The remarks led the Grammy-nominated rapper to be cut off from high-profile music festivals across the country — such as Lollapalooza in Chicago, The Governors Ball in New York City, iHeartRadio Music Festival in Los Angeles — and to receive widespread backlash on social media, including a rebuke by chart-topper Dua Lipa, with whom he’d collaborated in a remix of her megahit “Levitating.”

On Aug. 4, an open letter signed by GLAAD, Black AIDS Institute, Southern AIDS Coalition, among other prominent HIV groups invited DaBaby to a “private, off-the-record” meeting to discuss his “inaccurate and harmful comments” at the Rolling Loud Festival in Miami.

“At a time when HIV continues to disproportionately impact Black Americans and queer and transgender people of color, a dialogue is critical.
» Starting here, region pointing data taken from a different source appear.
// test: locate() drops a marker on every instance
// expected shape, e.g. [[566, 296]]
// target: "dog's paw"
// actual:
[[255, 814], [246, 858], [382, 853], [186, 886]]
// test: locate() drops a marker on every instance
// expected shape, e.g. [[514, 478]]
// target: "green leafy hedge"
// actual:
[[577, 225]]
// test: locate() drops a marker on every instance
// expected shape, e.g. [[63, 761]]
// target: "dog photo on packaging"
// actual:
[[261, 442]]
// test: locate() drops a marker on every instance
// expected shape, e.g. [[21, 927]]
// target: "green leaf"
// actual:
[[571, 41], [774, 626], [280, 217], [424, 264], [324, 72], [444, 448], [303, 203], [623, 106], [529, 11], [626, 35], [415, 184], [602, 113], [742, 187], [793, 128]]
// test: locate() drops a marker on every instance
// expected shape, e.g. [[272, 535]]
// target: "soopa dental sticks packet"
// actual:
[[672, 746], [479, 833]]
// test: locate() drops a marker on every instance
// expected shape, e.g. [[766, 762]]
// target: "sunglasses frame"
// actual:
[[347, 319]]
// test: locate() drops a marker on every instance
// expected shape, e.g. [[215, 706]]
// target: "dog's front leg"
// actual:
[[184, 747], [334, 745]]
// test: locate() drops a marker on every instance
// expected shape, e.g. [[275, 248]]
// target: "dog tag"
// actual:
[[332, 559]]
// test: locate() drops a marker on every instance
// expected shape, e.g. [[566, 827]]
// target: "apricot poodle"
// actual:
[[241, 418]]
We must address the miseducation about HIV, expressed in your comments, and the impact it has on various communities,” the letter, which has received the support of 125 organizations, read in part.

Leaders of the nine organizations who participated in the meeting provide HIV education and direct services to people most impacted by HIV/AIDS, especially Black heterosexual men and women and LGBTQ communities across the southern United States, which account for the majority of new HIV cases.

The letter was “our way to extend him the same grace each of us would hope for,” those who attended the meeting said in a joint statement.

“Our goal was to ‘call him in instead of calling him out.’ We believed that if he connected with Black leaders living with HIV that a space for community building and healing could be created. We are encouraged he swiftly answered our call and joined us in a meaningful dialogue and a thoughtful, educational meeting,” they added.

According to attendees, the rapper seemed “genuinely engaged” during the meeting, when he also “apologized for the inaccurate and hurtful comments he made about people living with HIV, and received our personal stories and the truth about HIV and its impact on Black and LGBTQ communities with deep respect,” they said — though DaBaby had previously released different apologies on social media, and those were slammed as insincere by many on social media.

“We appreciate that he openly and eagerly participated in this forum of Black people living with HIV, which provided him an opportunity to learn and to receive accurate information,” the activists said.

The “Rockstar” rapper acknowledged that he was unaware of many of the HIV facts presented during the meeting, facts that everybody should know, the group added — including the fact that HIV is preventable and when treated properly, can’t be transmitted.

“At a time when HIV continues to disproportionately impact Black communities, celebrities and influencers of all backgrounds have the power to defeat the stigma that fuels the epidemic. We must all do our part to make the public aware of medication that can prevent HIV and to get more people tested and treated. Together we can end this epidemic. 40 years is far too long. Stigma hurts; prevention, testing, and treatment work,” the activists said.

“DaBaby’s willingness to listen, learn, and grow can open the door to an entirely new generation of people to do the same,” Marnina Miller, a community outreach coordinator with the Southern AIDS Coalition, said in a statement after the meeting.

“Ending HIV stigma requires doing the hard work of changing hearts and minds, and often that begins with something as simple as starting a dialogue. We hope DaBaby will use his platform to educate his fans and help end the epidemic,” she added.